Les conséquences sur la vie quotidienne des
Québécois, sur leur santé, sur les services sociaux qui
leur sont offerts sont trop nombreuses pour qu'on choisisse, encore une fois,
le camouflage des rebuffades continuelles que reçoit le Québec
dans ses négociations avec le gouvernement central.

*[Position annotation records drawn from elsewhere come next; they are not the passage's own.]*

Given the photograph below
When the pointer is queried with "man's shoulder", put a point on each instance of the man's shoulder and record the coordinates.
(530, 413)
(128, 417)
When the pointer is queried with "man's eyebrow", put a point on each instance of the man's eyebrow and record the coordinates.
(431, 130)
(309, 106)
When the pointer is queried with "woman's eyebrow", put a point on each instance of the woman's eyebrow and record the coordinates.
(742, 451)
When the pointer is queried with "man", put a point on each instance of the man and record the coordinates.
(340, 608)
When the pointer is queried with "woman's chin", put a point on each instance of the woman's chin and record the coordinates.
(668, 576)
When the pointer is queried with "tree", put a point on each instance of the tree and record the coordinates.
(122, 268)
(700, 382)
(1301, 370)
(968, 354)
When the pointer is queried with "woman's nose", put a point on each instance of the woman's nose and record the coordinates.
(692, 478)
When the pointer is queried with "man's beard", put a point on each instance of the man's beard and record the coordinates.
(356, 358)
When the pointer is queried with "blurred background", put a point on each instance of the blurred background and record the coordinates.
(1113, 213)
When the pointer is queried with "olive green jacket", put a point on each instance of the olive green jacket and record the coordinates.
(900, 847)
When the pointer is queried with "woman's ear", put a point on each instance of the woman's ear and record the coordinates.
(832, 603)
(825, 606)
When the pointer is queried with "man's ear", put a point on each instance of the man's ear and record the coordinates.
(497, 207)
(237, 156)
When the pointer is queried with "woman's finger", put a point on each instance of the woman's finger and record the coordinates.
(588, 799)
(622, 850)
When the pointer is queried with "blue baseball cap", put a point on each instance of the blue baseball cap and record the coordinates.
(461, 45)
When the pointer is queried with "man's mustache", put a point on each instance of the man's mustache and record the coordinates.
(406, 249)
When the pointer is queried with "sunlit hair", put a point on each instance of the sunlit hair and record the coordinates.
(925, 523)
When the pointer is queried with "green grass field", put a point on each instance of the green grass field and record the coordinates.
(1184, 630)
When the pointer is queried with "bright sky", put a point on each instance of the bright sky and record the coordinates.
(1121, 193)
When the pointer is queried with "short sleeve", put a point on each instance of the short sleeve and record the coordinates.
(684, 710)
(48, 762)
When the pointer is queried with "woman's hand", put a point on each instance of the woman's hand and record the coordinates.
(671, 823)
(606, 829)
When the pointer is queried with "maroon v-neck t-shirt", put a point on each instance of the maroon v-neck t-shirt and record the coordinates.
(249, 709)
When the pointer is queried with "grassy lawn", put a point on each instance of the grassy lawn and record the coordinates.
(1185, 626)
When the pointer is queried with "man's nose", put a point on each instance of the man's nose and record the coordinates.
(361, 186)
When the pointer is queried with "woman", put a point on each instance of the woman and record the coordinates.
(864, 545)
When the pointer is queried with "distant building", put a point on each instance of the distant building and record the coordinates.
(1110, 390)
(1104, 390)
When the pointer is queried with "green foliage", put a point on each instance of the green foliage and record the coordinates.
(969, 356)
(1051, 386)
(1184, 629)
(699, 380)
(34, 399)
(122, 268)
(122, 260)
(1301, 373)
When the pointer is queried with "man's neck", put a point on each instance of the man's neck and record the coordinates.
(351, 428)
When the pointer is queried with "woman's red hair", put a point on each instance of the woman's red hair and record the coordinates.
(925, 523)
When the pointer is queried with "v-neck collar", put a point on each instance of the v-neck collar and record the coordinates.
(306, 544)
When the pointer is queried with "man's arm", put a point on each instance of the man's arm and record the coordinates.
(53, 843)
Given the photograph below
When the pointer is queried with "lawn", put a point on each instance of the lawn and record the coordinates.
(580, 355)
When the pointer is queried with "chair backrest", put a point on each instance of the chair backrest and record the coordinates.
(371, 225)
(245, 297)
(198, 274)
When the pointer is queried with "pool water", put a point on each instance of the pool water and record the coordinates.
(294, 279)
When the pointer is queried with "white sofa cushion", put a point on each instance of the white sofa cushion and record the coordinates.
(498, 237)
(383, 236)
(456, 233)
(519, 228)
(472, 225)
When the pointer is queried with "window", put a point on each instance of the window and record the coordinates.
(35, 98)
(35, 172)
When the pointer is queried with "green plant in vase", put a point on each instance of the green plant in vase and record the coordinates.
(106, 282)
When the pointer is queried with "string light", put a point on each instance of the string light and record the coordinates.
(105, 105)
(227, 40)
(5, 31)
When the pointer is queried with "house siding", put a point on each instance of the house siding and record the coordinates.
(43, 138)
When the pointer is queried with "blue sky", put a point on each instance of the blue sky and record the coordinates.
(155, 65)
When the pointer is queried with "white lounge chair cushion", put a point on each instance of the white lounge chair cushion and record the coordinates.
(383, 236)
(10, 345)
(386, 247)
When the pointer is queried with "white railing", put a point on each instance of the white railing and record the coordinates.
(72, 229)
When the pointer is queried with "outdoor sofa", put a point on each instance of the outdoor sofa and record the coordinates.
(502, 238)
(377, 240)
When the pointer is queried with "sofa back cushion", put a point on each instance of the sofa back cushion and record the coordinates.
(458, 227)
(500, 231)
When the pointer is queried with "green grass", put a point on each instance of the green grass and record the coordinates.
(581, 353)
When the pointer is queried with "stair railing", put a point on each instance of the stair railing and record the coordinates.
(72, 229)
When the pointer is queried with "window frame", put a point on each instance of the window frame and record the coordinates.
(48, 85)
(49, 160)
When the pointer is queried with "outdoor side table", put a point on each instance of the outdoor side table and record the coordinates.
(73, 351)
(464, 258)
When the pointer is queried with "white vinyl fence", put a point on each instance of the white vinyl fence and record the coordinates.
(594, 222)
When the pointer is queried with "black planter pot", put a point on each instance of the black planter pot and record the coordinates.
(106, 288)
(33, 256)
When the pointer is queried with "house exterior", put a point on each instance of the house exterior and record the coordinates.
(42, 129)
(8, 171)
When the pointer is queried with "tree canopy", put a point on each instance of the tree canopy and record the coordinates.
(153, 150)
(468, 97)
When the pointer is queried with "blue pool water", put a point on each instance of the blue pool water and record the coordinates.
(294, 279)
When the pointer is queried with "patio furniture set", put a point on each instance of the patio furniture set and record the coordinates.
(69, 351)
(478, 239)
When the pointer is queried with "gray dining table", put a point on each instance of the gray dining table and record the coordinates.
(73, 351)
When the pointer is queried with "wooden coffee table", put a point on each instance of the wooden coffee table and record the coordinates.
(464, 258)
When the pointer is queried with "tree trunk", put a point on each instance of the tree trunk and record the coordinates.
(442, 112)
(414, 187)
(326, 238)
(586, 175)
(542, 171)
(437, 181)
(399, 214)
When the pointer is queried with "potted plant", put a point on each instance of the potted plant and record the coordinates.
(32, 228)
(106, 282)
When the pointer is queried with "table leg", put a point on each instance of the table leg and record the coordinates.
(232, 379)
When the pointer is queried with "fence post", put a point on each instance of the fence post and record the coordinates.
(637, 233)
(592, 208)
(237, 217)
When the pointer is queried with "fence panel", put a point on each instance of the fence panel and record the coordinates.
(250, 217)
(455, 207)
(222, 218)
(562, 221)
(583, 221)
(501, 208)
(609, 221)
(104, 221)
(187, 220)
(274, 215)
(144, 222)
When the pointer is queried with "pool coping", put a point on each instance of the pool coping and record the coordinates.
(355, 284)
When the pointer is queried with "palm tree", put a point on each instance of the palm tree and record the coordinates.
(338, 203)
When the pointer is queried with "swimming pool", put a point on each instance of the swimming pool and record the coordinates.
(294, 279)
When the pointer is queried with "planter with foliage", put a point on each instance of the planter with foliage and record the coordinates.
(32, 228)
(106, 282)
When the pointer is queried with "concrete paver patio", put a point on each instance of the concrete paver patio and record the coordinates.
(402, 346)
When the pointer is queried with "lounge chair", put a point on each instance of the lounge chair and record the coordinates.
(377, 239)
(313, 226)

C'est le ministre qui a choisi de qualifier ces négociations avec
le ministère fédéral de la Santé nationale et du
Bien-Etre social comme une longue et décevante série de
discussions. C'est lui qui a choisi d'appeler la loi qui doit bientôt
limiter la participation du gouvernement fédéral au financement
de l'assurance-maladie, une loi que nous n'aimons pas. C'est lui qui a dit que
les accords actuels dans lesquels vit le Québec et le carcan dans lequel
le Québec est obligé de développer sa politique sociale
sont des accords qui ne fournissent plus ce qu'on espérait qu'ils
rendent.
Malheureusement, M. le Président, cette espèce
j'emploie une expression qu'il a lui-même employée à son
arrivée à l'Assemblée nationale de coquetterie
nationaliste qu'il ajoute maintenant à sa boutonnière ne nous
conduit pas très loin. En effet, après avoir fait ce baroud
d'honneur de revendications nationalistes, on s'attendrait à plus de sa
part. Il est évidemment conscient des conséquences que cela a sur
la vie quotidienne des Québécois. Nous aimerions le voir, je ne
dis pas un peu plus consistant, mais à tout le moins un peu plus
innovateur lorsqu'il nous dit: Devant cette situation, nous devons retrouver la
position c'est lui-même qui l'a qualifiée comme telle, ce
qui m'évite tout autre commentaire traditionnelle du
Québec.
Mais quelle était donc la position traditionnelle du
Québec à laquelle nous convie, dans le domaine des accords
à frais partagés, le ministre des Affaires sociales? La position
traditionnelle du Québec, c'était la revendication,
c'était l'exigence. C'était, en même temps, le tapage
publicitaire qui accompagnait les démarches traditionnelles du
Québec en face du gouvernement fédéral non pas pour le
plaisir de donner à des politiciens des lignes agate dans les journaux,
mais pour se gagner l'opinion publique québécoise,
élément essentiel pour une victoire devant un gouvernement
central qui possède, de façon presque illimitée, le
pouvoir de dépenser.
C'était effectivement la position traditionnelle du
Québec, en ce sens que c'était la position traditionnelle de tous
les partis politiques, à partir du moment où ils devenaient le
gouvernement des Québécois. M. Duplessis, à son
époque, M. Lesage pendant six ans, M. Johnson pendant son court mandat,
et M. Bertrand qui a achevé, sous le même titre et sous le
même règne, la période du pouvoir de l'Union Nationale. Il
est curieux de voir un ministre libéral réclamer aujourd'hui que
le Québec retourne à ses positions traditionnelles, parce qu'il
n'était pas là en 1970, le ministre actuel; mais il était
bien là en 1973, lorsqu'il cautionnait la même politique.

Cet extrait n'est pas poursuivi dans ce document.